• StendhalLa Chartreuse de Parme serait un charmant petit traité de coquinerie politique, si on en croit Barrès. (Je cite de mémoire.) Il ne pensait pas au début, à cette incursion de Fabrice à Waterloo, dont j'avais parlé ici. Plutôt sans doute au Comte Mosca et à la Sanseverina, lui plus roué, elle suivant ses propres impulsions, ne revenant jamais en arrière mais manipulatrice de génie.
    Fabrice n'est pas bâti sur le même modèle. C'est ce qui fait sa singularité. Il est franc, naïf, tout d'action et de premier mouvement. Et s'il parvient à tromper son monde, c'est malgré lui.
    Par exemple, la tristesse qu'il montre quand il revient à Parme après son évasion et est rétabli dans ses fonctions de coadjuteur, lui est inspirée par son amour sans espoir. Mais elle le fait passer pour un saint. L'éloquence qu'il expose comme prédicateur et les émotions qu'il provoque ont la même raison et des buts profanes: attirer Clélia au sermon. On attribue aux effets de son amour d'autres causes, mais il n'est pas un coquin, lui.
    Au contraire. Il est si parfait, beau, courageux, vif, doué partout, avec ce côté candide qui fait tout son charme qu'il en deviendrait presque ennuyeux.
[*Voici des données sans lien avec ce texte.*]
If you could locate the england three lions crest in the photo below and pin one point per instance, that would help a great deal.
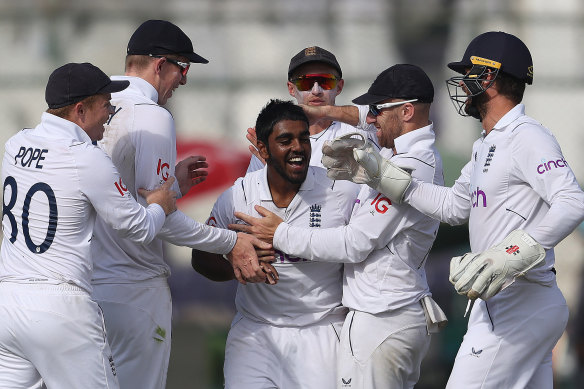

    Heureusement qu'il y a les autres, manipulateurs et coquins, pour donner du piment au récit, avec son flux de documents antidatés, de bassesses, d'intrigues, d'empoisonnements. Tout ça si vivement raconté, dans un langage elliptique, qui court, emporte, et empêche de s'attarder sur les répétitions et les clichés.